Azzedine Alaïa : "Richard Wentworth était comme un tigre, prêt à sauter sur l’image"
"Dans les photos qu’il a prises, il n’a jamais gêné personne : il était comme un tigre, prêt à sauter sur l’image. Mais avec beaucoup de tendresse. Il était avec nous dans la préparation des collections : nous avons pu travailler en toute tranquillité, et il était là. On ne le sentait pas. En voyant ensemble les photographies qu’il a rassemblées, de choses que nous faisons sans même y penser, et que nous vivons sans nous rendre compte, j’ai été fasciné par sa précision. En voyant les images tirées et devenir des photos, en les voyant ensuite dans ce livre, je me suis rendu compte que sa générosité était aussi absolument exacte : il n’y a pas une image commune. Il sait bien voir. Il n’a pas un oeil de voyeur mais un oeil de découvreur. Richard m’a appris à regarder les choses différemment : dans la maison et à l’extérieur, quand je vois certains détails, je pense à lui, et je me dis qu’il saurait les voir. Je lui suis redevable de nous avoir donné cette leçon, et je suis impatient de sa prochaine visite" a expliqué Azzedine Alaïa.Azzedine Alaïa, une oeuvre indémodable
Lui a commencé à Tunis en faisant les travaux de couture de sa soeur, puis en travaillant chez une couturière afin de payer ses études. A Paris, il fait du sur-mesure pour des clientes prestigieuses et stylées, comme Louise de Vilmorin, Arletty, qui l'a beaucoup inspiré, et Greta Garbo. Azzedine Alaïa y a présenté sa première collection en 1981.Cet apprentissage, "c'est sa force", avait expliqué Olivier Saillard (lors de l'exposition Alaïa au Palais Galliera) : "il maîtrise toutes les étapes de création d'un vêtement". Le couturier est diplômé de sculpture. Et cela se sentait dans les silhouettes exposées. "Il privilégie les hanches, les fesses, la taille, le décolleté", avait encore souligné Olivier Saillard. "Il maîtrise le corps humain".
Alaïa sublime le corps féminin. Il rend sexy les trop rondes comme les trop minces !

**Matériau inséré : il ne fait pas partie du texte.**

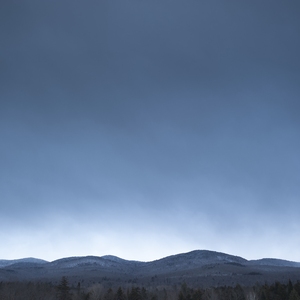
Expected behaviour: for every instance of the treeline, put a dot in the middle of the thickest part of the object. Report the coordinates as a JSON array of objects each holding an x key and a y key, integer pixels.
[{"x": 62, "y": 291}]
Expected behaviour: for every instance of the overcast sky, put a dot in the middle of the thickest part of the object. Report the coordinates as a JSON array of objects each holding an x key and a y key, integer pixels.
[{"x": 148, "y": 128}]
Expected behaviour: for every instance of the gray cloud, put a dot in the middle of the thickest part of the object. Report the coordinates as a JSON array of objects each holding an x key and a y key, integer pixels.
[{"x": 118, "y": 115}]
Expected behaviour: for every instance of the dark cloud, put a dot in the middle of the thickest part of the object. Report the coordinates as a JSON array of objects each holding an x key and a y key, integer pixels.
[{"x": 125, "y": 114}]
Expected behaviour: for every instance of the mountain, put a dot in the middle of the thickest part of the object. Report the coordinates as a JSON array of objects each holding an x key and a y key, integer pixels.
[
  {"x": 29, "y": 260},
  {"x": 199, "y": 268}
]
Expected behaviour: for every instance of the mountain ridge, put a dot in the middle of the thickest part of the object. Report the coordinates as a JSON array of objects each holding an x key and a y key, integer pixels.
[{"x": 198, "y": 268}]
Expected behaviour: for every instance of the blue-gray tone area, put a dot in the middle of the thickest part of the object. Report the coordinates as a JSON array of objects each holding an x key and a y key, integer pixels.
[{"x": 147, "y": 128}]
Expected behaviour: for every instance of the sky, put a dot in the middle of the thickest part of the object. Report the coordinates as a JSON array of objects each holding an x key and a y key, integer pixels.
[{"x": 146, "y": 128}]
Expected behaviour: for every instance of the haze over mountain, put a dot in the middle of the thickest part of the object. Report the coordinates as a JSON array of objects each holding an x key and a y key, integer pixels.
[
  {"x": 144, "y": 128},
  {"x": 197, "y": 268}
]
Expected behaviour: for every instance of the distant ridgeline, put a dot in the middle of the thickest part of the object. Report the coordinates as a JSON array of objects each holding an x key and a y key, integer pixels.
[{"x": 195, "y": 274}]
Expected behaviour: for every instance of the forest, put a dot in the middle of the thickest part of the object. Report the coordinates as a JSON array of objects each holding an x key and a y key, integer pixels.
[{"x": 64, "y": 291}]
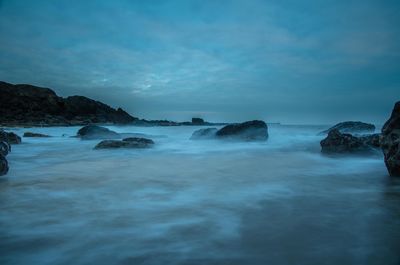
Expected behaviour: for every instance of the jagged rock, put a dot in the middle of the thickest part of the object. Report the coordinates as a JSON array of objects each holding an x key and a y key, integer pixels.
[
  {"x": 337, "y": 142},
  {"x": 31, "y": 105},
  {"x": 132, "y": 142},
  {"x": 31, "y": 134},
  {"x": 5, "y": 148},
  {"x": 250, "y": 130},
  {"x": 3, "y": 165},
  {"x": 372, "y": 140},
  {"x": 197, "y": 121},
  {"x": 390, "y": 142},
  {"x": 90, "y": 132},
  {"x": 207, "y": 133},
  {"x": 352, "y": 127},
  {"x": 10, "y": 137}
]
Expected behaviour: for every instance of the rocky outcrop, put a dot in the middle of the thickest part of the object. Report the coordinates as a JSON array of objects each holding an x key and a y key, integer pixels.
[
  {"x": 5, "y": 148},
  {"x": 3, "y": 165},
  {"x": 31, "y": 134},
  {"x": 10, "y": 137},
  {"x": 390, "y": 142},
  {"x": 249, "y": 131},
  {"x": 91, "y": 132},
  {"x": 132, "y": 142},
  {"x": 32, "y": 105},
  {"x": 207, "y": 133},
  {"x": 337, "y": 142},
  {"x": 372, "y": 140},
  {"x": 354, "y": 127},
  {"x": 197, "y": 121}
]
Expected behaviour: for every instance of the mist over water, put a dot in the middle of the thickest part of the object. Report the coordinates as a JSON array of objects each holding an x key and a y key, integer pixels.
[{"x": 196, "y": 202}]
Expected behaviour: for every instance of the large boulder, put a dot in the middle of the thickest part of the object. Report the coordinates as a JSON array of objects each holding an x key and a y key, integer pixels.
[
  {"x": 5, "y": 148},
  {"x": 337, "y": 142},
  {"x": 353, "y": 127},
  {"x": 249, "y": 131},
  {"x": 372, "y": 140},
  {"x": 31, "y": 134},
  {"x": 206, "y": 133},
  {"x": 390, "y": 142},
  {"x": 132, "y": 142},
  {"x": 91, "y": 132},
  {"x": 10, "y": 137},
  {"x": 3, "y": 165}
]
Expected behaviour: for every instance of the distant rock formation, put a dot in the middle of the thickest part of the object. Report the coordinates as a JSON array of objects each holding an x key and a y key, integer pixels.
[
  {"x": 5, "y": 148},
  {"x": 91, "y": 132},
  {"x": 390, "y": 142},
  {"x": 337, "y": 142},
  {"x": 352, "y": 127},
  {"x": 249, "y": 131},
  {"x": 197, "y": 121},
  {"x": 32, "y": 105},
  {"x": 206, "y": 133},
  {"x": 132, "y": 142},
  {"x": 39, "y": 135}
]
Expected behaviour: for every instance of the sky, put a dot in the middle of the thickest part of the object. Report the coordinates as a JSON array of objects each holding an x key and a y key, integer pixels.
[{"x": 288, "y": 61}]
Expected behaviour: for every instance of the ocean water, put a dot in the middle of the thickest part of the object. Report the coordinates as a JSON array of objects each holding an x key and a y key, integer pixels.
[{"x": 196, "y": 202}]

Si il est l'un des couturiers les plus adulés, Azzedine Alaïa reste en dehors de la frénétique planète mode. Ce sculpteur du corps féminin ne court pas après la nouveauté, il préfère "les vêtements qui durent". "Je fais tous les patrons, je couds parfois", expliquait-il en septembre 2013. Plus que dessiner, il aime créer les robes à même le corps des femmes. Les silhouettes Alaïa semblent d'ailleurs hors temps.